1.3.08
Vous avez dit contrôle ?
Beaucoup parlent de l’émergence des « sociétés de contrôle », mais l’objet de leur crainte ou de leur colère est généralement le capitalisme, c’est-à-dire les stratégies des entreprises pour manipuler et espionner les individus (producteurs, consommateurs). Fort bien, cette critique est nécessaire : la liberté individuelle doit se défier de tous les pouvoirs, l’arbitraire économique n’a rien à envier à l’arbitraire politique, il y a toujours un crâne d’œuf à chemise bleue et cravate sombre qui croit dominer le monde en pianotant sur son logiciel de gestion des ventes. Mais cette critique reste hémiplégique tant qu’elle ne se double pas d’une analyse du contrôle des individus par les États. Car c’est bien l’État qui me colle un nom, un sexe et un numéro à la naissance, qui multiplie les codes, les lois et les règlements pour me surveiller ou me punir, qui entend souvent faire mon bien contre mon gré et me dissuader de toutes sortes de comportements à risque, qui entérine subrepticement une morale majoritaire contre les opinions minoritaires.
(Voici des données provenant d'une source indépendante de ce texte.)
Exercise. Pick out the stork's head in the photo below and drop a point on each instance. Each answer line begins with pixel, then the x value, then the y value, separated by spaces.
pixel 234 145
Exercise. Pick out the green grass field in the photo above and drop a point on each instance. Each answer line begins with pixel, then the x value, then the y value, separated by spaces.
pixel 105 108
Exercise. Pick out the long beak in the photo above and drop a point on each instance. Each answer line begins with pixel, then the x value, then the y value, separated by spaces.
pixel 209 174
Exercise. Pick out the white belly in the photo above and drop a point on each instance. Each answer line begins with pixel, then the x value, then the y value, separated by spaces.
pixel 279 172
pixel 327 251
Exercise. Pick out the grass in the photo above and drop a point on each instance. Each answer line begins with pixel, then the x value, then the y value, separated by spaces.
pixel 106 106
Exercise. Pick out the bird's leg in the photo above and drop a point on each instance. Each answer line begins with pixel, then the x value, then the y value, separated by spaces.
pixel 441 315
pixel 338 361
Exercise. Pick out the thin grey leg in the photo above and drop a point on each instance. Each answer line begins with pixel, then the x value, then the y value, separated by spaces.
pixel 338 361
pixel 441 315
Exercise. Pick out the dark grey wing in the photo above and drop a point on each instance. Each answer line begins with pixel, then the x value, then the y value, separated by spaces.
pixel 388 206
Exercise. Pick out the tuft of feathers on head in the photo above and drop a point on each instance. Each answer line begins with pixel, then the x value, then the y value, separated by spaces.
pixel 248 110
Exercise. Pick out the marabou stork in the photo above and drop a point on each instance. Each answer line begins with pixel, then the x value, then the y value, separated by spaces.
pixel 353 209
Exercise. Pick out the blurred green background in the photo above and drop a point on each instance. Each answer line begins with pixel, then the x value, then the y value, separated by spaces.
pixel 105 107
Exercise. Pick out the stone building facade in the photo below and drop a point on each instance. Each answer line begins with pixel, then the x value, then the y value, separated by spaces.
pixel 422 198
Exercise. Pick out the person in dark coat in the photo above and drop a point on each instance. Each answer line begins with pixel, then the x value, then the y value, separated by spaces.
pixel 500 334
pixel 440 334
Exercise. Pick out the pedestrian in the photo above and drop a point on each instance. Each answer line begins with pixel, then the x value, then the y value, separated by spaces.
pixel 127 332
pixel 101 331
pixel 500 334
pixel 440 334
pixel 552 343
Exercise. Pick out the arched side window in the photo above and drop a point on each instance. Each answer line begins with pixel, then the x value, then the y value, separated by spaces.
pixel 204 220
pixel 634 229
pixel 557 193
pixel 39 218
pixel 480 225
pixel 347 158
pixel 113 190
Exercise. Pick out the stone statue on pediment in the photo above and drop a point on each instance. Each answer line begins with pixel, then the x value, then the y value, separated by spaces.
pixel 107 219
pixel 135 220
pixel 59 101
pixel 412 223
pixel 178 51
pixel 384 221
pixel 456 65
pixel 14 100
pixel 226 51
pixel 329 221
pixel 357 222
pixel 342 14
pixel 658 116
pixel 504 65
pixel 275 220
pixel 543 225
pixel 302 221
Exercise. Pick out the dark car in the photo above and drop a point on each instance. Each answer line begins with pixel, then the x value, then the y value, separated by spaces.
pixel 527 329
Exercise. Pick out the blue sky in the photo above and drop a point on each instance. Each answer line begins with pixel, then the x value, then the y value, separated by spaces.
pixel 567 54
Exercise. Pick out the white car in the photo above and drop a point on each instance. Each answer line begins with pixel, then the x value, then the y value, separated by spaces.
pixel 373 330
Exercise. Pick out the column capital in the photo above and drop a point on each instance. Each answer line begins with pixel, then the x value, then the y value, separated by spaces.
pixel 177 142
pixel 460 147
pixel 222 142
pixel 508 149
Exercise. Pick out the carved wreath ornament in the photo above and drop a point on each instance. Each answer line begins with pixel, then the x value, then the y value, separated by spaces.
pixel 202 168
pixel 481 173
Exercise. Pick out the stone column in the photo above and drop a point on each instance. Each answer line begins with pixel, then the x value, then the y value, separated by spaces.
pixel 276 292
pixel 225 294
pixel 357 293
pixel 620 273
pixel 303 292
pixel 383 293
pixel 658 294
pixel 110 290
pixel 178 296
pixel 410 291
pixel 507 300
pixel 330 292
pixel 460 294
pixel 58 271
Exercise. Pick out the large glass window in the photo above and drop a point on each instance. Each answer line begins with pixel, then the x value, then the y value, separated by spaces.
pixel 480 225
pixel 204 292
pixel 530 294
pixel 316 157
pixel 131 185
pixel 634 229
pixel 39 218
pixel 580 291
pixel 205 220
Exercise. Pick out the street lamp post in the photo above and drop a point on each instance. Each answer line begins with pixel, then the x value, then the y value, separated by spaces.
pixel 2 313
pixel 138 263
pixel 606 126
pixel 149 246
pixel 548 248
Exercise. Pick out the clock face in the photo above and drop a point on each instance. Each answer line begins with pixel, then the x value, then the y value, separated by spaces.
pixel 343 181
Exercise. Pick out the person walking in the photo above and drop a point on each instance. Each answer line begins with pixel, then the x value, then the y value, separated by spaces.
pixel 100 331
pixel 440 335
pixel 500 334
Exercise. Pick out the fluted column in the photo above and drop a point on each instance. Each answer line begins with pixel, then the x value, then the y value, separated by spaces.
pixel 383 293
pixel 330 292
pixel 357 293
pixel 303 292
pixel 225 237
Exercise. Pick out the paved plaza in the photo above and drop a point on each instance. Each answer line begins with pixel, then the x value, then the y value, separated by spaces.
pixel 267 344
Ceux qui appellent au reflux du marché sans appeler d’un même mouvement au reflux de l’État restent les ennemis de ma liberté : je ne fais aucune confiance à leur discours critique du « contrôle ». Quant à ceux qui se félicitent implicitement du double contrôle étatique et marchand sur les individus, ce ne sont même plus mes ennemis : ce sont les membres d’un troupeau dont je suis étranger, les rouages d’une machine qui m’indiffère.